Consciousness, Literature and the Arts

 

Archive

 

Volume 17 Number 1, April 2016

___________________________________________________________________

 

Nolte, Eckhard and Weyer, Reinhold. Musikalische Unterweisung im Altertum. Mesopotamien – China – Griechenland. Peter Lang: Frankfurt am Main, 2011. 330pp. ISBN 9783631610039 Hardback £52.00

 

Reviewed by

 

Kevin O’Regan

City College, Norwich

 

            Nolte and Weyer’s volume on musical instruction in antiquity will prove a very useful resource for students as well as for academic professionals requiring a quick reference point for primary sources and secondary bibliography. It provides a much-needed addition to the literature – a concise treatment of three major civilizations, with separate bibliographies. Footnotes are refreshingly brief, with comprehensive reference to sources. Weyer’s contribution on Greece, the third part of this volume, having music pedagogy as its centre, provides a slightly different focus to that of the first two parts, on musical instruction, which are by Nolte. The theoretical difference is that musical instruction refers to the concrete circumstances of the transmission of musical skill and the formation of practitioners, whereas music pedagogy refers more particularly to the capacity of music itself, on the one hand, and ideas, on the other, to educate. In the third part, therefore, Weyer begins with the philosophers. He rightly sees Plato’s writings as among the most important for music pedagogy. For Plato, of course, musical skill is divinely given and is intrinsically bound up with being educated (Laws 653d-e). So the very fabric of our thinking is musical. Weyer’s analysis in general is both critical and informative, proceeding from the more abstract level of philosophical ideas to how these ideas functioned in practice.

 

Nolte, though with more focus on musical instruction per se, also follows this layout to some degree. In each of the first two parts he precedes the main body of the discussion, on musical instruction, with a consideration of music’s cultural functions.

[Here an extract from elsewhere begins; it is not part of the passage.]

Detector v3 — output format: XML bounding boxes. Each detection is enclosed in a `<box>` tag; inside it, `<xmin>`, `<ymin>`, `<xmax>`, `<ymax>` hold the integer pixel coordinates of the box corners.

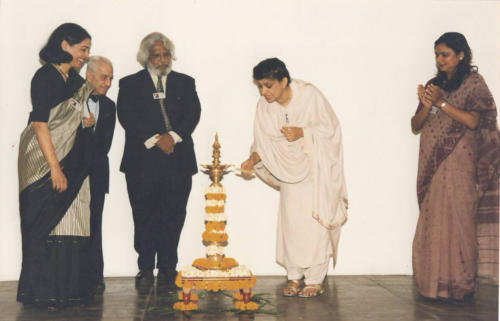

In the case of China, Nolte’s categorizations ‘ethical, characteristic, social and political’ (p. 75) are perhaps less close to Chinese thought than an analysis of that culture requires. The holism of Chinese philosophy is perhaps instead best captured by the oriental tendency to think in terms of completing circles rather than in terms of generating linear structures. This, however, is my only query in the context of what is Nolte’s fascinating and learned exploration of the context of a musical culture little studied in the Western academy. Nolte’s treatment of Mesopotamian musical culture is equally illuminating in all these respects.

 

Nolte and Weyer’s work in this comprehensive project, though critical, is essentially documentary and, as they point out, necessarily treats each culture more or less in isolation (p. 10). The book is therefore a clarion call for the enlargement of the scope and modelling of current research on the musical cultures of antiquity, not just in terms of their music-pedagogical foundations but also the aesthetics and compositional practices towards which these gesture. It also demonstrates very clearly that the study of any musical culture should not be undertaken without some regard to the pedagogies by which we come to know about it in the first place. A systematic and thoughtful exposition of unfamiliar but essential music histories, Musikalische Unterweisung im Altertum. Mesopotamien – China – Griechenland should be on the shelf of every teacher and researcher engaged with the debates and problems of early music and with the instruction of others in the same.